Foods such as turkey, chicken, eggs, nuts, seeds, and pineapples are good sources of tryptophan. Additionally, complex carbohydrates in whole grains can help boost serotonin levels. This is because they promote the release of insulin, which helps transport tryptophan to the brain. - Regular Exercise: Regular aerobic exercise can naturally increase the feel-good chemical serotonin in your brain. Aim for at least 30 minutes of moderate-intensity exercise most days of the week to reap the mood-boosting benefits.
- Get Sufficient Sleep: Prioritize getting enough sleep during the premenstrual phase, as low hours of sleep can negatively impact serotonin levels and mood. Aim for 7-9 hours of quality sleep per night to support overall well-being.
- Manage Stress: Chronic stress can lower serotonin levels and make you more emotionally sensitive. Stress-reduction activities such as mindfulness meditation, deep breathing exercises, and yoga can promote relaxation and support serotonin production.
- Soak up the Sunlight: Sunlight exposure stimulates the production of serotonin in the brain. Take walks in nature during daylight hours, especially in the morning, to help regulate your body’s internal clock and enhance your mood.
- Take Dietary Supplements: Certain dietary supplements may support serotonin production. These include omega-3 fatty acids, vitamin B, vitamin D, and magnesium. However, it’s essential to consult with a health care provider before starting any new supplements, especially if you have underlying health conditions or are taking medications.
- Limit Caffeine and Alcohol: Consuming too much caffeine and alcohol can disrupt serotonin levels and worsen mood symptoms. Limiting intake or avoiding these substances altogether may help support serotonin balance.

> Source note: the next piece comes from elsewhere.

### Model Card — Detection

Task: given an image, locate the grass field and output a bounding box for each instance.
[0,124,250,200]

- Practice Relaxation Techniques: Engage in relaxation techniques such as deep breathing, progressive muscle relaxation, or visualization exercises to promote feelings of calmness and reduce stress levels.
- Cold showers: Taking a cold shower can stimulate the release of serotonin indirectly. Moreover, cold showers have been associated with the release of endorphins, which are natural painkillers and mood enhancers. However, it’s important to listen to your body and choose activities that feel comfortable to you and your body.
- Practice self-care: Engaging in self-care practices, including getting a massage, getting a facial, or a new hair cut can indirectly increase serotonin levels by promoting relaxation, reducing stress, and enhancing overall emotional well-being.
By incorporating these lifestyle strategies into your routine before your period, you can boost serotonin production and potentially reduce the severity of symptoms during the premenstrual phase. However, it’s important to note that individual responses may vary, so consulting with a healthcare provider can provide personalized recommendations tailored to your specific needs and circumstances.